Doch das wird schwierig, meinen viele Ökonomen, denn die Vorstellungen der südlichen und nördlichen EU-Länder, denen, die eher Schulden machen, und jenen, die eher sparen wollen, liegen weit auseinander. Der für Wirtschaft zuständige EU-Kommissar Paolo Gentiloni sagte am Montag in Brüssel, der "Stabilitäts- und Wachstumspakt" müsse nächstes Jahr wieder gelten.
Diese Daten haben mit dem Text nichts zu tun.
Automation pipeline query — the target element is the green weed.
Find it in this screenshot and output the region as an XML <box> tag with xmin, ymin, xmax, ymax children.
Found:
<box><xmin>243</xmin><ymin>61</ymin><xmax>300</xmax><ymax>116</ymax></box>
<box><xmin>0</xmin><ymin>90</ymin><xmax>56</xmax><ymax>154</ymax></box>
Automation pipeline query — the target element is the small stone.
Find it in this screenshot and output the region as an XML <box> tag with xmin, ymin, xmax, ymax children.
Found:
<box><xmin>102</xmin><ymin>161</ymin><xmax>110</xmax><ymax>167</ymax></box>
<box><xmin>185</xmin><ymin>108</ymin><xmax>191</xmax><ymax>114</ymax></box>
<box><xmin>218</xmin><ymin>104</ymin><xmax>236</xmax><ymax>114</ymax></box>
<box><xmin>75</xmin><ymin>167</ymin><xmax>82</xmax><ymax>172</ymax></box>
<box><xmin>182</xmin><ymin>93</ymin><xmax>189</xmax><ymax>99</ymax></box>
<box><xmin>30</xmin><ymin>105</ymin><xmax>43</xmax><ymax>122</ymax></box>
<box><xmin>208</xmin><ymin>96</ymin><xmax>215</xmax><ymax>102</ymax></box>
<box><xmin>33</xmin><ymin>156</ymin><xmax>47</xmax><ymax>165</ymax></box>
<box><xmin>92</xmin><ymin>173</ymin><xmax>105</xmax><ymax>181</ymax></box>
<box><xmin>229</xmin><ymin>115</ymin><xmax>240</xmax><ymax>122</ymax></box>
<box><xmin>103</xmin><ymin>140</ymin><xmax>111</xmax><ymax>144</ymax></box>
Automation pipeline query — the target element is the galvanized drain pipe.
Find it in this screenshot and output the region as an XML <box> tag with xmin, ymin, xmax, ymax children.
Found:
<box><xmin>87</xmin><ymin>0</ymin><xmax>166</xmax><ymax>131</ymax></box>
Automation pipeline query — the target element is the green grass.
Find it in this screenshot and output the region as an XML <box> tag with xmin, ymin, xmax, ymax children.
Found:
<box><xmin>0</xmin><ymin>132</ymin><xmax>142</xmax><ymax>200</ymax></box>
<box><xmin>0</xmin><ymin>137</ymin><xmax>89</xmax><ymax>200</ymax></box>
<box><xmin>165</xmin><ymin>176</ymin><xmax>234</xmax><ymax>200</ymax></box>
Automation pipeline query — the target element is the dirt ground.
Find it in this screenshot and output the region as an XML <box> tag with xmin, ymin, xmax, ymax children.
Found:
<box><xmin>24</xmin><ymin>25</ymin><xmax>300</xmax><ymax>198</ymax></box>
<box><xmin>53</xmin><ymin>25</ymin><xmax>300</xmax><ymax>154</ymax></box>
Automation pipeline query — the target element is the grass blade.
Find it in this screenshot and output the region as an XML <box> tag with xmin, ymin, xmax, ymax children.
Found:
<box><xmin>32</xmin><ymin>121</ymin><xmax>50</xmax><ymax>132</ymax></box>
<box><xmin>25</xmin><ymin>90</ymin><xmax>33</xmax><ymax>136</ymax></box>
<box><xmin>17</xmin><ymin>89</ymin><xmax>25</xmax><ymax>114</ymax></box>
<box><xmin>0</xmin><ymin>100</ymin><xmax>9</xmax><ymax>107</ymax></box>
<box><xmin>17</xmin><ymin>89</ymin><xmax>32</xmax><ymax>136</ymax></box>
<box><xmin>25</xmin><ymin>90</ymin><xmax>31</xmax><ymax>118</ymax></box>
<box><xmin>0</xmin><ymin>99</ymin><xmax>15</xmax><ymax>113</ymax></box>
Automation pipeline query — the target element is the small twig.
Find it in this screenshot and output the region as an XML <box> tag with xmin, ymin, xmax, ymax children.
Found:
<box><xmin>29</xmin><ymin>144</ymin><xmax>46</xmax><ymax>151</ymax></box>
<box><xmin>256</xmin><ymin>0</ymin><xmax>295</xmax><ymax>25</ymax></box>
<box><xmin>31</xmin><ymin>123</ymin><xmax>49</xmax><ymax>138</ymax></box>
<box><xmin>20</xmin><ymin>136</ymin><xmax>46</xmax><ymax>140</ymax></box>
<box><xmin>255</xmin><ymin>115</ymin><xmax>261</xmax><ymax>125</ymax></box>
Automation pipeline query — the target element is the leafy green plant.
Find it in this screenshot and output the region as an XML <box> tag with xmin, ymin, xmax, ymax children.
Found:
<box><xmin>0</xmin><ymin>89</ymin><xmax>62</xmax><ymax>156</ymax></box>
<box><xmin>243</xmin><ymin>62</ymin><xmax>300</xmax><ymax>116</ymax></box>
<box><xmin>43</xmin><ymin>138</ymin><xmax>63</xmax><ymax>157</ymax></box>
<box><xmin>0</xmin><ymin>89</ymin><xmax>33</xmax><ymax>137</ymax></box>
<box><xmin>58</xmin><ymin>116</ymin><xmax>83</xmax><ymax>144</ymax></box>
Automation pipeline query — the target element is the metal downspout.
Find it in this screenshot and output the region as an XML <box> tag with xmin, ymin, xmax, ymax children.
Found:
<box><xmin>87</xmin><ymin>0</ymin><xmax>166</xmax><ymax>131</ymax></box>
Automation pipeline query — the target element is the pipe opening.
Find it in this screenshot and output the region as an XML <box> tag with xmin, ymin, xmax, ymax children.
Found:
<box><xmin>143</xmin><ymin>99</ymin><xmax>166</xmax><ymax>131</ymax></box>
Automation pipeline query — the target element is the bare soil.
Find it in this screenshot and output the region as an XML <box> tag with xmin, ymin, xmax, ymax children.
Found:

Der Pakt, der drei Prozent des Bruttoinlandsprodukts (BIP) als Obergrenze der Neuverschuldung vorschreibt, war wegen der Corona-Krise 2020 ausgesetzt worden. Dreimal war die Aussetzung verlängert worden, zuletzt wegen des russischen Angriffs auf die Ukraine.

Die Staatsverschuldung ist in vielen EU-Staaten stark angestiegen. Sie liegt im Mittel jetzt bei 90 Prozent des BIP, erlaubt sind eigentlich nur 60 Prozent.

EU-Kommissar Paolo Gentiloni: Schuldenregeln sollen flexibler werden (Archiv)Bild: TT News Agency/Caisa Rasmussenvia REUTERS

Hunderte Milliarden wurden, auch in Deutschland, für Ausgleichszahlungen, Subventionen und Rüstungskäufe mit Schulden finanziert. Damit müsse jetzt Schluss sein, fordert EU-Kommissar Gentiloni.

"Unsere Aufgabe ist jetzt nicht, an einer weiteren Verlängerung der Aussetzung zu arbeiten, sondern unsere Aufgabe ist es, uns auf fiskalische Regeln bis zum Ende des Jahres zu einigen", mahnt Gentiloni.

Deutschland ist skeptisch

Die EU-Kommission hat vorgeschlagen, die Ziele des Stabilitätspaktes, der die Gemeinschaftswährung Euro absichern soll, unangetastet zu lassen, also maximal drei Prozent des BIP als Neuverschuldung und 60 Prozent als Gesamtverschuldung.

Allerdings sollen die Mitgliedsstaaten mehr Zeit bekommen, um Schulden abzubauen, und nicht mehr mit harten Geldstrafen bedroht werden, wenn sie vom finanzpolitischen Tugendpfad abweichen. Außerdem soll die Tragfähigkeit der Schulden in jedem Einzelfall von der EU-Kommission beurteilt werden.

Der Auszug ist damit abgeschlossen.